The agency evaluated clinical studies that collectively looked at 15,570 women who used the app for at least eight months. The app’s failure rate at preventing pregnancy when used perfectly was deemed to be 1.8 per cent. That means fewer than two women out of 100 could expect to become pregnant in a year if they had only sex on days when the app judged them to be non-fertile, or if their other contraception failed while they had sex on fertile days. Its typical-use failure rate, assuming that women might have unprotected sex on days they’re predicted to be fertile or if they have sex on days the app mistakenly predicts them to be non-fertile, was 6.5 per cent. These rates are comparable or even superior to those of other contraceptives, including condoms.

“Consumers are increasingly using digital health technologies to inform their everyday health decisions, and this new app can provide an effective method of contraception if it’s used carefully and correctly,” Terri Cornelison, assistant director for the health of women in the FDA’s Center for Devices and Radiological Health, said in a statement. “But women should know that no form of contraception works perfectly, so an unplanned pregnancy could still result from correct usage of this device.”
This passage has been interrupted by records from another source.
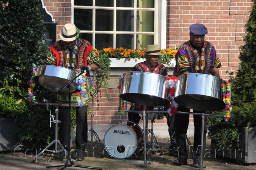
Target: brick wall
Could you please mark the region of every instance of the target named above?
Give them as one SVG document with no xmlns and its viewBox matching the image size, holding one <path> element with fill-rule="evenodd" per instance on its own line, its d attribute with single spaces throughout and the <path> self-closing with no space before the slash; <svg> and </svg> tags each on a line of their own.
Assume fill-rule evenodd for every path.
<svg viewBox="0 0 256 170">
<path fill-rule="evenodd" d="M 226 71 L 239 67 L 241 35 L 253 4 L 251 0 L 168 0 L 166 47 L 177 48 L 188 40 L 191 24 L 204 25 L 208 31 L 206 40 L 214 45 L 222 62 L 221 76 L 228 79 Z"/>
<path fill-rule="evenodd" d="M 71 0 L 43 0 L 44 5 L 57 23 L 56 39 L 63 26 L 71 21 Z M 222 78 L 228 79 L 226 71 L 234 72 L 239 67 L 239 48 L 244 44 L 241 35 L 249 17 L 251 0 L 167 0 L 166 48 L 176 48 L 189 39 L 189 27 L 197 23 L 204 24 L 209 33 L 206 40 L 215 47 L 222 67 Z M 118 91 L 96 86 L 98 98 L 94 99 L 94 124 L 112 124 L 124 119 L 118 111 Z M 90 104 L 91 106 L 91 103 Z M 192 121 L 190 115 L 190 122 Z M 89 120 L 91 117 L 88 116 Z M 156 120 L 156 123 L 166 123 Z M 90 124 L 91 121 L 89 121 Z M 149 122 L 150 122 L 150 120 Z"/>
</svg>

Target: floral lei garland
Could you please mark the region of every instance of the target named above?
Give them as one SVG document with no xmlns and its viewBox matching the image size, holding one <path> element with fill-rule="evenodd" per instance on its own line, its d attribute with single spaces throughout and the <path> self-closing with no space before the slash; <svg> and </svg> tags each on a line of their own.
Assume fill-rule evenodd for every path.
<svg viewBox="0 0 256 170">
<path fill-rule="evenodd" d="M 174 115 L 175 113 L 178 112 L 177 109 L 178 105 L 174 100 L 176 92 L 176 84 L 177 81 L 177 77 L 175 76 L 171 76 L 166 78 L 165 96 L 166 96 L 166 99 L 172 101 L 169 105 L 169 108 L 167 110 L 167 112 L 170 115 Z"/>
<path fill-rule="evenodd" d="M 31 76 L 31 79 L 29 81 L 29 88 L 28 88 L 28 98 L 30 99 L 29 101 L 32 101 L 32 100 L 36 100 L 36 96 L 34 96 L 33 93 L 32 93 L 32 88 L 36 86 L 36 84 L 34 82 L 34 76 L 35 74 L 36 71 L 36 64 L 34 64 L 33 66 L 33 74 Z"/>
<path fill-rule="evenodd" d="M 82 69 L 79 68 L 78 72 L 78 74 L 81 73 Z M 88 76 L 86 74 L 86 72 L 83 73 L 82 74 L 78 76 L 76 80 L 76 82 L 78 84 L 77 86 L 77 89 L 80 90 L 80 93 L 81 94 L 81 97 L 78 98 L 77 105 L 80 107 L 82 107 L 85 105 L 86 101 L 87 99 L 86 97 L 86 95 L 87 93 L 87 88 L 86 86 L 86 81 L 88 78 Z"/>
<path fill-rule="evenodd" d="M 232 107 L 230 104 L 230 91 L 231 84 L 230 80 L 228 80 L 226 83 L 223 82 L 222 85 L 222 91 L 223 92 L 223 102 L 226 105 L 225 111 L 225 121 L 228 121 L 229 120 L 230 112 L 232 110 Z"/>
</svg>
The app has already gotten in some hot water over these failures. In January, Endgadget reported, a hospital in Sweden reported the app to the country’s regulatory agency after finding that 37 women became pregnant and obtained abortions from September to December of last year while using it as their main form of contraception. The company responded these unplanned pregnancies should be seen as an example of the small failure rate expected with typical use and reiterated that no form of contraception should be considered foolproof.

According to the company, more than 600,000 women in 160 countries have subscribed to the app, with three-quarters using it as a contraceptive method. The app costs $US80 ($110) for an annual subscription, or $US10 ($14) monthly, and the company provides a high-sensitivity thermometer with the yearly subscription.